An area code that existed yesterday might not exist today, and vice-versa.
In half of North America (country code 1), the second digit rule used to be 0 or 1 for area codes, but that rule went away 10 years ago.
I'm not aware of a standard library or framework available for formatting telephone numbers into E.164.
The solution used for our product, which requires formatting PBX provided caller-id into E.164, is to deploy a file (database table) containing the E.164 format information for all countries applicable.
This has the advantage that the application can be updated (to handle all the strange corner cases in various PSTN networks) w/out requiring changes to the production code base.

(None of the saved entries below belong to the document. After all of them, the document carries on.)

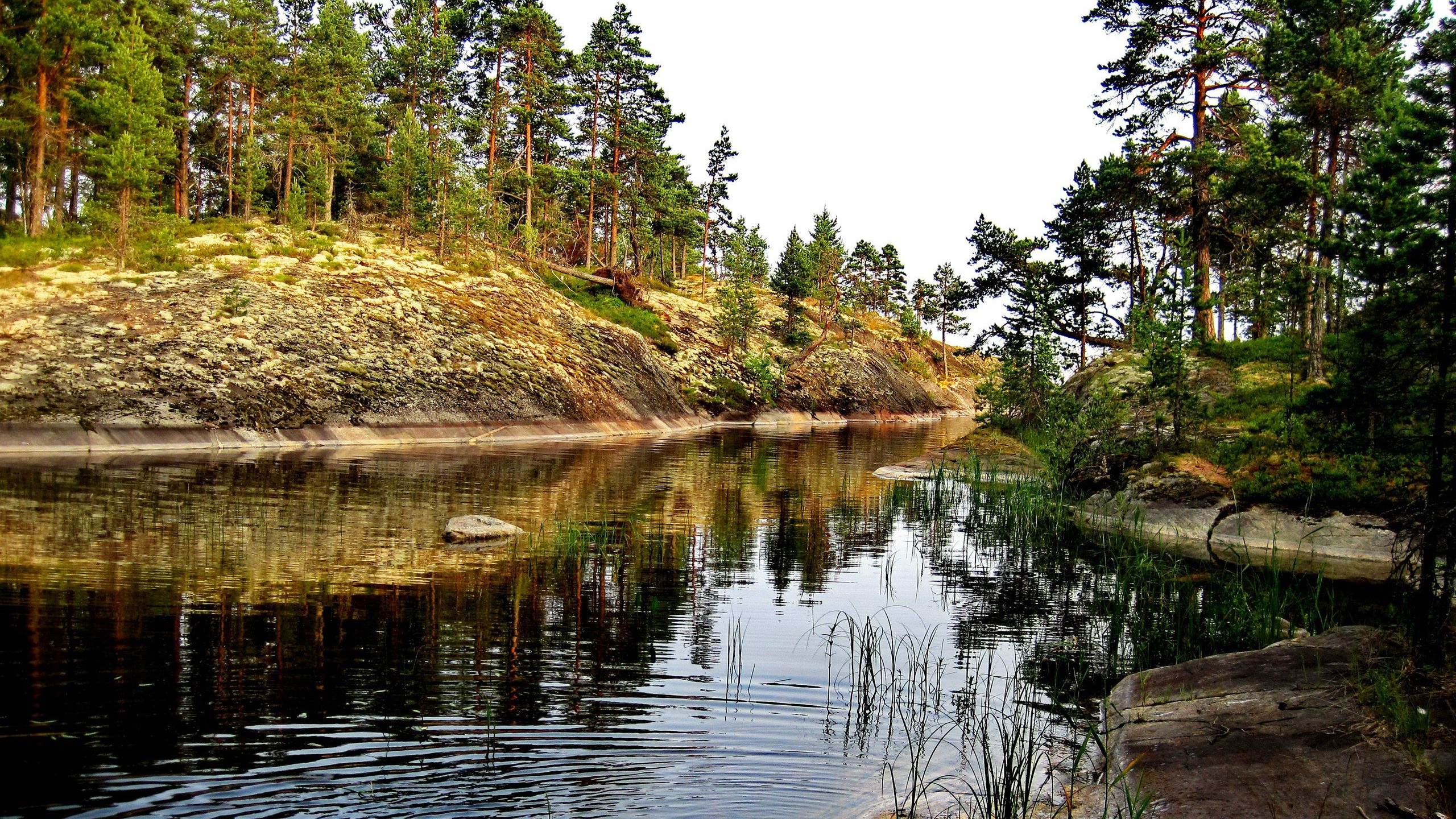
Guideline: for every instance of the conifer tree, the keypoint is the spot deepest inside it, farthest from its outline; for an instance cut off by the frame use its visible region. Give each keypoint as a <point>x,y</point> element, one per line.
<point>536,72</point>
<point>715,193</point>
<point>336,72</point>
<point>892,286</point>
<point>131,142</point>
<point>1082,234</point>
<point>44,46</point>
<point>794,280</point>
<point>1181,55</point>
<point>1337,68</point>
<point>940,304</point>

The table contains a row for each country code and information regarding area code length and subscriber length. There may be multiple entries for a country depending on what variations are possible with area code and subscriber number lengths.
Using New Zealand PSTN (partial) dial plan as an example of the table..
CC AREA_CODE AREA_CODE_LENGTH SUBSCRIBER SUBSCRIBER_LENGTH
64 1 7
64 21 2 7
64 275 3 6
We do something similar to what you have described, i.e. strip the provided telephone number of any non-digit characters and then format based on various rules regarding overall number plan length, outside access code, and long distance/international access codes.